The concept of Lean Software Development (LSD) is credited to Dr. Robert Charette in 1993. Ten years later, Tom and Mary Poppendieck published “Lean Software Development: An Agile Toolkit.”
Despite the concept being over twenty years old, there still seems to be some confusion about what exactly Lean Software Development is and how it fits in with the Agile methodology.
Lean Software Development is actually just a branch on the Agile family tree, and the concepts are quite similar. Fortunately, confusing the slight nuances between them is not a cause for alarm. Both roads lead to the same destination.
What is Lean Software Development?
The term “lean” was first used to describe the manufacturing process adopted in the Toyota Production System between the 1950’s and 1970’s. The focus was on eliminating waste during production.
Up until the 1990’s, the software development world largely relied on the Waterfall development methodology, which focuses on planning and following a sequential series of steps in the development process.
As customers’ expectations and technology advanced, this approach did not work as well. Customers expected—and technology demanded—that software undergo constant updates. New approaches were developed that were more responsive, more flexible, and placed a greater focus on the end user earlier in the development process.
Lean Software Development (and Agile, as we will see later on) is one of these more responsive and flexible approaches to software development. LSD places a greater focus on the customer and incorporates user testing earlier in the development process.
Implementing Lean Software Development requires following the seven Lean Software Development principles.
1. Eliminate waste
Anything that does not add value to the customer is considered waste. Building extra processes and features—or the wrong features—are examples of waste. Wasting time waiting for other team members to complete tasks before you can continue work is another example.
Waste must be identified so it can be eliminated. Tips for eliminating waste include:
- Requirements should be set before coding, but not written too far in advance.
- Testing should be done throughout the development process.
- Integration should be factored into development from the start.
2. Build quality
Development should focus on creating as few defects as possible. Code should be kept as simple as possible. Expect to make changes to your code as development progresses.
Refactor often. Refactoring is restructuring the code without changing what it does. It reduces code complexity, making it more readable.
3. Create knowledge
Do not assume you know what the end product or future releases should look like. Learn through an iterative process and expect the application to evolve over time. Release a functioning version as soon as possible so you can gather feedback from users.
4. Defer commitment
Ideally, most decisions in the development process should be reversible. Irreversible decisions should be delayed as long as possible, so they can be made based on the most up-to-date and relevant information.
5. Deliver fast
The faster a working version is released into production, the sooner you can gather feedback and use it to make improvements. Short development cycles allow you to meet customers’ needs quickly, before they become stale.
6. Respect people
Fill your team with skilled designers, developers, and security experts. Empower them to do their jobs without being micromanaged. This only slows them down and creates frustration, which can lead to further delays.
7. Optimize the whole
Take a step back and look at the big picture. Projects must be viewed in terms of how they support high-level business processes. Look at how the team operates as a unit, not at individual groups (or even one particular member) working independently. How can the team as a whole deliver business value to the organization? This is how success is measured.

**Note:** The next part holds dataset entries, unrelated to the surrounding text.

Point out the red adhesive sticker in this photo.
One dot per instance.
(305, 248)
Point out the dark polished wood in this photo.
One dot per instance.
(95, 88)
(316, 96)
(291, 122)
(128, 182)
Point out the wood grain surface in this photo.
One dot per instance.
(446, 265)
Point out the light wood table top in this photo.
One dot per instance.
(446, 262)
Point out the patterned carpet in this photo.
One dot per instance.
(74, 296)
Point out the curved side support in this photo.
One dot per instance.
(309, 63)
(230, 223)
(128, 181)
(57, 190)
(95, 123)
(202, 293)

Lean versus Agile Software Development
The Agile methodology for software development also focuses on the customer through rapid development and constant change. The application is broken down into smaller pieces that can be built, tested, reviewed, and refined through an iterative process.
This approach helps eliminate errors and building in unnecessary features that users do not want or need. Some of the core principles of Agile include:
- Customer satisfaction
- Iterative design and development
- Expecting change
- Empowered teams
For more information on Agile development, check out our blog.

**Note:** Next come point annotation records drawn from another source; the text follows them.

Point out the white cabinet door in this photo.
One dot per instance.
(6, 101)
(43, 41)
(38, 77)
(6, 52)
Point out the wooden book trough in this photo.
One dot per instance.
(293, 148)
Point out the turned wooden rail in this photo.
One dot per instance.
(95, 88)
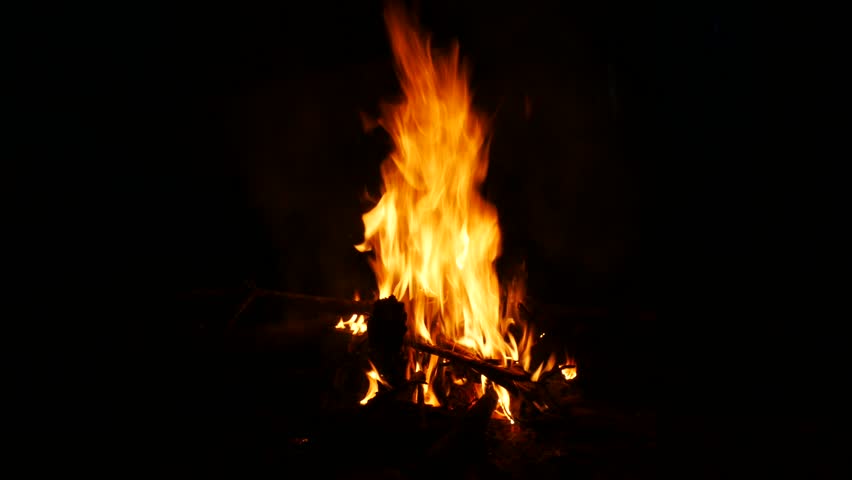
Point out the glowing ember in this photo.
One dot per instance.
(375, 379)
(435, 239)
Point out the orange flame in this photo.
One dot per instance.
(434, 236)
(375, 379)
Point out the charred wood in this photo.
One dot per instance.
(467, 431)
(386, 330)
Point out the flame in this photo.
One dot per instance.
(434, 237)
(357, 324)
(375, 379)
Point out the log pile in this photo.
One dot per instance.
(386, 346)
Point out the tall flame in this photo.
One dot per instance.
(434, 236)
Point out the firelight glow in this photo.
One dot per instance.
(434, 237)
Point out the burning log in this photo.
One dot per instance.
(498, 374)
(385, 333)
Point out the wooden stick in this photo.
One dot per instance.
(471, 425)
(496, 373)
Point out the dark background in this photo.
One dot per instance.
(205, 145)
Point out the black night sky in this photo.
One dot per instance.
(214, 144)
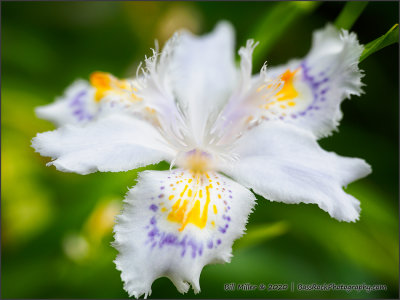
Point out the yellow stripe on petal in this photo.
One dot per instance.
(288, 90)
(106, 84)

Agile sounds a lot like Lean Software Development, right? Well, it is. There are many characteristics in common, though there are a few specific areas where Lean Software Development diverges a bit from the Agile approach. For example, LSD takes a top-down approach, looking at the team as a whole and viewing product development from end-to-end. Agile uses a bottom-up approach, breaking work up into small chunks.

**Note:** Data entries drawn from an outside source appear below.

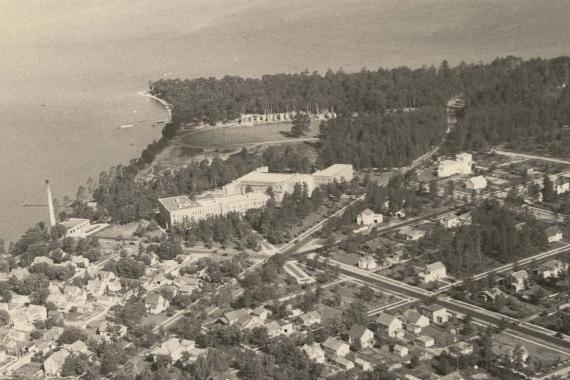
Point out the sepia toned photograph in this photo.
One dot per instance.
(285, 189)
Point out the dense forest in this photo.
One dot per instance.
(497, 232)
(522, 103)
(381, 139)
(224, 99)
(507, 101)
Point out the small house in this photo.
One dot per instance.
(519, 280)
(410, 234)
(436, 313)
(310, 318)
(476, 183)
(360, 336)
(155, 303)
(433, 272)
(367, 262)
(392, 324)
(424, 341)
(553, 269)
(335, 346)
(368, 218)
(314, 352)
(414, 321)
(553, 234)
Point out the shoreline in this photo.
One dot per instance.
(167, 106)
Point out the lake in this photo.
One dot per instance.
(70, 70)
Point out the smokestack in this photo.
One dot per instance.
(52, 221)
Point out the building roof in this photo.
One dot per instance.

But given the numerous commonalities LSD has with Agile, it is typically seen as falling into the larger Agile bucket.
Whether you describe yourself as Lean or Agile, the more important thing to keep in mind is that you use the right approach to deliver value to your customers efficiently and rapidly.
Both Lean and Agile share the same goals. Teams that understand the value of Lean Software Development and the larger Agile concept will create stronger software applications that attract users, retain users, and generate revenue.